2nd attempt: now with a change of variable:
$ w=(\lambda +1)x\rightarrow x=\frac { w }{ \lambda +1 } \rightarrow dw=(\lambda +1)dx\rightarrow dx=\frac { dw }{ \lambda +1 } $
$E(Y)=\frac { \lambda }{ n! } \int _{ 0 }^{ +\infty }{ { { x }^{ n+1 }e }^{ -(\lambda +1)x } } dx=\frac { \lambda }{ n! } \int _{ 0 }^{ +\infty }{ { e }^{ -w } } { \left( \frac { w }{ \lambda +1 } \right) }^{ n+1 }\frac { dw }{ \lambda +1 } =\frac { \lambda }{ n! } { \left( \frac { 1 }{ \lambda +1 } \right) }^{ n+2 }(n+1)!=n{ \left( \frac { 1 }{ \lambda +1 } \right) }^{ n+2 } $
Third attempt, following hints from Did and André:
$ P(Y=n)=\int _{ 0 }^{ +\infty }{ P(Y=n/X=x)P(X=x) } dx=\int _{ 0 }^{ +\infty }{ { e }^{ -x }\frac { { x }^{ n } }{ n! } \times \lambda { e }^{ -\lambda x } } dx=\frac { \lambda }{ n! } \int _{ 0 }^{ +\infty }{ { { x }^{ n }e }^{ -(\lambda +1)x } } dx=\frac { \lambda }{ n! } { e }^{ \lambda +1 }\int _{ 0 }^{ +\infty }{ { { x }^{ n }e }^{ -x } } dx=\frac { n!\lambda }{ n! } { e }^{ \lambda +1 }=\lambda { e }^{ \lambda +1 } $ which does not depends on $n$, so strange.
and therefore:
$ E(Y)=\sum _{ n=0 }^{ \infty }{ nP(Y=n) } =\sum _{ n=0 }^{ \infty }{ n\lambda { e }^{ \lambda +1 } } =\lambda { e }^{ \lambda +1 }\sum _{ n=0 }^{ \infty }{ n } $ which does not converge, so must be wrong.
Fourth Attempt:
After getting the right $ P(Y=n)$ from André:
$ E(Y)=\sum _{ n=0 }^{ \infty }{ nP(Y=n) } =\sum _{ n=0 }^{ \infty }{ n\frac { \lambda }{ (\lambda +1)^{ n+1 } } } =\frac { \lambda }{ (\lambda +1) } \sum _{ n=0 }^{ \infty }{ n{ { (\frac { 1 }{ (\lambda +1) } ) } }^{ n } } =\frac { \lambda }{ (\lambda +1) } \frac { \frac { 1 }{ (\lambda +1) } }{ { \left( 1-\frac { 1 }{ (\lambda +1) } \right) }^{ 2 } } =\frac { \lambda }{ { (\lambda +1) }^{ 2 } } \frac { 1 }{ { \left( \frac { \lambda }{ (\lambda +1) } \right) }^{ 2 } } =\frac { \lambda }{ { (\lambda +1) }^{ 2 } } \frac { { \left( \lambda +1 \right) }^{ 2 } }{ { { \lambda }^{ 2 } } } =\frac { 1 }{ \lambda } $
I used the following identity:
$\sum _{ k=0 }^{ \infty }{ k{ x }^{ k } } =\frac { x }{ { (1-x) }^{ 2 } } $
We have for positive integers $n$, $$\int_0^\infty x^ne^{-x}\,dx=n!.$$
The calculation is not hard.
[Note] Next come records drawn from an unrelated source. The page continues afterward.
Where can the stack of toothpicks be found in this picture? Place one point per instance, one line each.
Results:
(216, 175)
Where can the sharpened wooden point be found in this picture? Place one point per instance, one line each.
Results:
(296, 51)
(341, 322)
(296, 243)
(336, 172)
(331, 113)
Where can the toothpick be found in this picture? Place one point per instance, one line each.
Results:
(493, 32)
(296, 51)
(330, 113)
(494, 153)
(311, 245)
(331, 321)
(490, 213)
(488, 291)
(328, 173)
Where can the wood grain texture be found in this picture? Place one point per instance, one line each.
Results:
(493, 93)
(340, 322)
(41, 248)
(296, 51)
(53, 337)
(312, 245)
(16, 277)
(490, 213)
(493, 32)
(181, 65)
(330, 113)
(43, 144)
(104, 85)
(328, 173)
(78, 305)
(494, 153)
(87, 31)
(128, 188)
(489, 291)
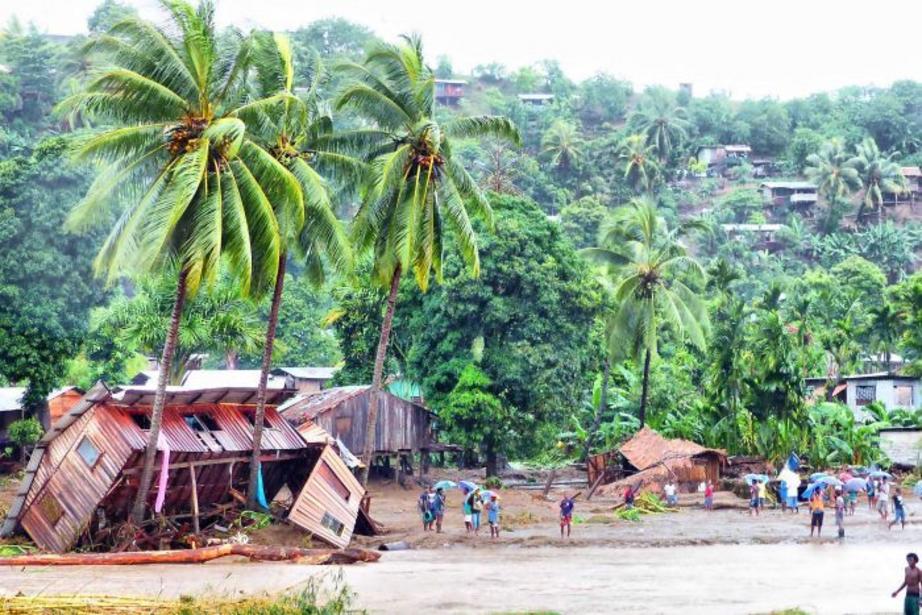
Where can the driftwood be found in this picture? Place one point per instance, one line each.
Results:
(195, 556)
One uses integration by parts to get a reduction formula.
Added: To simplify $\int_0^\infty x^n e^{-(\lambda+1)x}\,dx$, let $w=(\lambda+1)x$. Then $dx=\frac{1}{\lambda+1}\,dw$ and $x^n=\frac{1}{(\lambda+1)^n}w^n$. So we end up with $\int_0^\infty \frac{1}{(\lambda+1)^{n+1}}w^ne^{-w}\,dw$. And now use the first part of the answer.
More Added: When the integration is done as described above, we find that $$\Pr(Y=n)=\frac{\lambda}{(\lambda+1)^{n+1}}.$$
Thus $Y$ has a distribution which is one of the two kinds of geometric random variable, where say the probability of head is $\frac{\lambda}{\lambda+1}$, the probability of tail is $\frac{1}{\lambda+1}$, and $Y$ is the number of tails before the first head. It is easier to remember the related random variable $T$, which is the number of trials before the first head. The expectation of $T$ is the reciprocal of $\frac{\lambda}{\lambda+1}$, and for the expectation of $Y$ we subtract $1$.
Or else you can note that $E(Y)=\sum_{n=0}^\infty n \frac{\lambda}{(\lambda+1)^{n+1}}$. This is a close relative of $\sum_{n=1}^\infty nr^n$, for which you can find closed form formulas, on MSE and elsewhere.
For the variance, the easiest thing to do is to look up the variance of a geometric random variable. Or else compute $E(Y^2)$ or else, a little easier, $E(Y^2-Y)$.